La caída del pelo de los gatos puede darse por diversos motivos.

Si hay algo que gusta de estos animales es su precioso y suave pelaje, por lo que, cuando el dueño de uno de estos gatos detecta caída de pelo constante, suele preocuparse.

La caída del pelo de los gatos es habitual durante el cambio de estaciones. Es cuando el animal muda su pelaje por uno nuevo, más fuerte y brillante. Este tipo de caída de pelo se produce de forma uniforme y siempre de forma que el nuevo pelaje reemplace al viejo sin dejar que la piel del animal quede sin su protección natural.
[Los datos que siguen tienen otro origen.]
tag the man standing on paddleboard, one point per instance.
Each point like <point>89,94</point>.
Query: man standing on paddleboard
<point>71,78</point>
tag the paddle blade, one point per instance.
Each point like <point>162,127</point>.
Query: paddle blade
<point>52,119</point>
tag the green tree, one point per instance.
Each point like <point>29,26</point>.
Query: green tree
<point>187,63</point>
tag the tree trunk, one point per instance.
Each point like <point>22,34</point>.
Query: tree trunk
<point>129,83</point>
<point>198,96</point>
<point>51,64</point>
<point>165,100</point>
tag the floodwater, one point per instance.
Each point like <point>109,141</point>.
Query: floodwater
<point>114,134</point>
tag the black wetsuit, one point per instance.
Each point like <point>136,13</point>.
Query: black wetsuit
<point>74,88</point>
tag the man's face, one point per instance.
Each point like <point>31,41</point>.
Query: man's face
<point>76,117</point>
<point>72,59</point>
Pero si detectas que tu gato pierde pelo, en zonas específicas donde aparecen calvas, entonces puede ser motivo de algún problema de salud.

La caída del pelo de los gatos puede producirse por:

  • Aparición de pulgas o a consecuencia de ácaros: producen mucho picor cutáneo en el animal, el cual tiende a rascarse. La pérdida de pelo en el gato se produce por la aparición de hongos y porque el animal tiende a rascarse de forma compulsiva, llegando incluso a provocarse heridas en la piel.
  • Estrés: un gato que sufre estrés puede llegar a padecer lo que se conoce como “alopecia psicológica”. El gato estresado, en este caso, tiende a arrancarse él mismo su propio pelo.
  • Alergias: cualquier reacción alérgica a un tipo de alérgeno (ya sea alimenticio o ambiental), puede producir irritación cutánea con su consecuente caída de pelo.
  • Sarna: se trata de una enfermedad cutánea, que afecta a la piel del gato. Es muy contagiosa y provoca la caída de pelo, además, de dermatitis y enormes molestias de picor en el animal.
  • Mala alimentación: que nuestro gato no lleve una dieta adecuada, sana y equilibrada, también puede provocar la caída del pelo en el felino.
  • Quemaduras: una quemadura en alguna zona de la piel del animal, producida con cualquier elemento que emane mucho calor, provocará una herida además de la caída del pelo en la zona dañada.

Ante la caída del pelo de los gatos, los dueños de estos adorables animales no deben dudar en acudir al veterinario para que éste diagnostique si se trata de un síntoma sin importancia o si, por el contrario, es necesario aplicar algún tratamiento.